To insulate a house from the outside with mineral wool with your own hands under plaster, you must first take into account one rule. So, to prevent the plaster from cracking during the operation of the building, it is necessary to lay the reinforcing mesh in such a way that the sheets overlap each other by 100 mm.
The reinforced layer must be completely dry before further work. Decorative plaster with interesting textures is suitable for exterior decoration. However, before applying plaster, traces of dry glue must be removed from the wall. This can be done using sandpaper or a spatula. Then the cleaned wall must be primed with a special product.
It is worth starting the final finishing if, after reinforcement, the wall has a perfectly flat surface. If the surface of the wall has an uneven surface, then you should resort to rough plastering.
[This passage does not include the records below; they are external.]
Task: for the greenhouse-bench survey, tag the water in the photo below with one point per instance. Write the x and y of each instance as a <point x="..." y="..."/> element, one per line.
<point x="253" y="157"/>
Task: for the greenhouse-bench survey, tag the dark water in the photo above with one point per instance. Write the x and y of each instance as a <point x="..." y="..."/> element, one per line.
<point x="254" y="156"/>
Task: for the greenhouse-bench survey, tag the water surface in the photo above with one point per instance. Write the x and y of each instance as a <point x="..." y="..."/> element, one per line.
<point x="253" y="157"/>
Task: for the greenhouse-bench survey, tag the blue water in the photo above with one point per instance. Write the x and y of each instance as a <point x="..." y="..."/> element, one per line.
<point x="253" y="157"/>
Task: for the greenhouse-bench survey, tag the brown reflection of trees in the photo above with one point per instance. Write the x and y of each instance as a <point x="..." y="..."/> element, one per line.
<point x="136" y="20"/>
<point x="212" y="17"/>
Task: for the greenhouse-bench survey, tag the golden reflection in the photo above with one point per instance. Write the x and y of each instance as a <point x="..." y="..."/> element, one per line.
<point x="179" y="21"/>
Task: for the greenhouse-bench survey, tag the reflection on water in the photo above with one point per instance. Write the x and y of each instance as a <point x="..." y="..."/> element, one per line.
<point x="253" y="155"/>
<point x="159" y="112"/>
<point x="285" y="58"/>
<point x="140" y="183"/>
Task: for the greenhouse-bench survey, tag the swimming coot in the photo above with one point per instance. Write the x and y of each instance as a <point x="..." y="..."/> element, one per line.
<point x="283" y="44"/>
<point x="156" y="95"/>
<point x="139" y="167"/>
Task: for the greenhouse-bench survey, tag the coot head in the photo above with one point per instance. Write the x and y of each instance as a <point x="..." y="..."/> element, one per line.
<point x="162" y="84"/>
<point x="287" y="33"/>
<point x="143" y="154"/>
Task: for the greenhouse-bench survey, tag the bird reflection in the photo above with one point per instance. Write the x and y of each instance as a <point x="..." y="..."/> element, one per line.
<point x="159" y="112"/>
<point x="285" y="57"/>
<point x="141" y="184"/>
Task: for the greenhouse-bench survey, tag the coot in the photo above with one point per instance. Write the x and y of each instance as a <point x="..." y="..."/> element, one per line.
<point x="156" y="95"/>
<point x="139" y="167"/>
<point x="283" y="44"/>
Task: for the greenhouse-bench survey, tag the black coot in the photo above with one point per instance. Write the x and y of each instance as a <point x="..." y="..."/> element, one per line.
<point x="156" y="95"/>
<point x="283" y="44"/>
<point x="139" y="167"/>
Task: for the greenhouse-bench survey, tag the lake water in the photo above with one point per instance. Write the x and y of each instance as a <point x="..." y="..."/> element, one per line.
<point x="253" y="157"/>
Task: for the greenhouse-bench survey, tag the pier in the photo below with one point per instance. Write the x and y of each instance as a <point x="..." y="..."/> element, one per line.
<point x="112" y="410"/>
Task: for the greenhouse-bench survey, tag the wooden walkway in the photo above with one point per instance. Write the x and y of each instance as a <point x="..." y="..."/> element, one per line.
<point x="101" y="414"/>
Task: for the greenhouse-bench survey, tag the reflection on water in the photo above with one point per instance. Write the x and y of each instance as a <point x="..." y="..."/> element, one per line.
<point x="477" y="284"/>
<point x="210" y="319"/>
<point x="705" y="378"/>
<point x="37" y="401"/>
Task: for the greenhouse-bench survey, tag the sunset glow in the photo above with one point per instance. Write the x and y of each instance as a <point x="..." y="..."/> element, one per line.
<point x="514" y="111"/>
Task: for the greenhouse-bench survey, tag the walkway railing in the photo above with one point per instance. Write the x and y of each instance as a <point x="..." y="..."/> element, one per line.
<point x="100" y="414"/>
Only after these works can the building be finished.

Every owner strives to protect his home from heat loss. For this, different materials and technologies are used. A good option would be to insulate the walls outside with mineral wool under plaster.

This option will help extend the service life of the main structure, preserve usable space inside the building and, of course, reduce heat loss. Let’s take a closer look at the insulation and the whole process so that you can do everything yourself.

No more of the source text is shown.